Asıl davada, davacı, davalı ile yapılan devir sözleşmesinin 8. maddesine göre yenilenen kuyulara ilişkin kati bedellerin kalan yıllara ait taksitlere ilave edileceğinin düzenlendiğini, bu taksitlere ilave yapılabilmesi için davalıya yapılan bildirime rağmen davalının geri ödeme ve taksit hususunda ek devir sözleşmesini imzalamadığını belirterek; 28.447,00 TL’nin ihtarname tarihi olan 07.12.2009 tarihinden itibaren yasal faizi ile davalıdan tahsiline karar verilmesini, birleşen davada ise, davalı ile yapılan ön sözleşmeye dayalı olarak iki adet kuyu açtıklarını, bu kuyuların 2010 yılı fiyatlarına göre masraf bedelinin 288.458 TL olduğunu belirterek; bu bedelin 07.12.2009 tarihinden itibaren yasal faizi ile tahsiline karar verilmesini istemiştir.
Davalı, asıl ve birleşen davanın reddini dilemiştir.
Mahkemece, asıl davanın reddine, birleşen davanın kısmen kabulüne dair verilen kararın temyiz edilmesi üzerine Dairemizin 16.12.2013 tarihli ilamı ile bozulmuş, mahkemece, bozma ilamına uyularak davanın kabulüne karar verilmiş; hüküm, taraflarca temyiz edilmiştir.

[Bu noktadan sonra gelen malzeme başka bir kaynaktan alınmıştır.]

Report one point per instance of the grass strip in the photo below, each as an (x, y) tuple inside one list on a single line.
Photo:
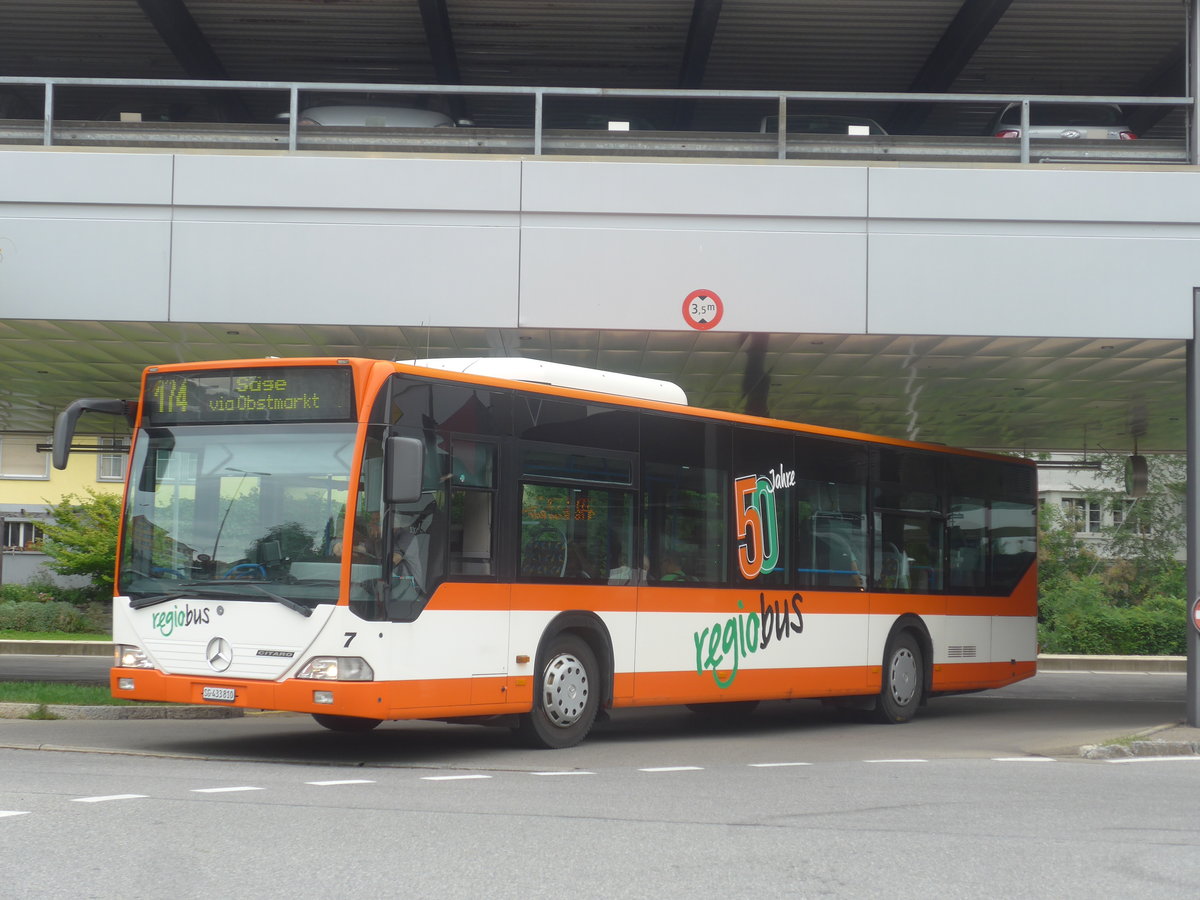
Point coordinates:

1-Dosyadaki yazılara ve mahkemece uyulan bozma kararı gereğince hüküm verilmiş olmasına göre yerinde görülmeyen tarafların bütün temyiz itirazlarının reddi gerekir.
2-Mahkemece, davanın kabul edilmiş olması nedeniyle davalı aleyhine nispi harca hükmedilmesi gerekirken “Davacı kurum harçtan muaf olduğundan bu konuda karar verilmesine yer olmadığına” şeklinde hüküm tesisi usul ve yasaya aykırı olup bozmayı gerektirir. Ne var ki, yapılan bu yanlışlığın giderilmesi yeniden yargılama yapılmasını gerektirmediğinden kararın düzeltilerek onanması usulün 438/7 maddesi gereğidir.
SONUÇ:Yukarıda birinci bentte açıklanan nedenlerle tarafların tüm temyiz itirazlarının reddine, ikinci bentte açıklanan nedenlerle hüküm fıkrasında yer alan “Davacı kurum harçtan muaf olduğundan bu konuda karar verilmesine yer olmadığına” cümlesinin hükümden çıkartılarak yerine “Alınması gereken 1.943,22 TL harcın davalıdan alınarak Hazine’ye irat kaydedilmesine’ söz ve rakamlarının yazılmasına, kararın düzeltilmiş bu şekliyle ONANMASINA, 2.037,00 TL duruşma avukatlık parasının karşılıklı alınarak birbirlerine ödenmesine, peşin alınan 31,40 TL harcın davacıya, 485,90 TL harcın davalıya iadesine, HUMK’nun 440/I maddesi uyarınca tebliğden itibaren 15 gün içerisinde karar düzeltme yolu açık olmak üzere, 14/03/2019 gününde oybirliğiyle karar verildi.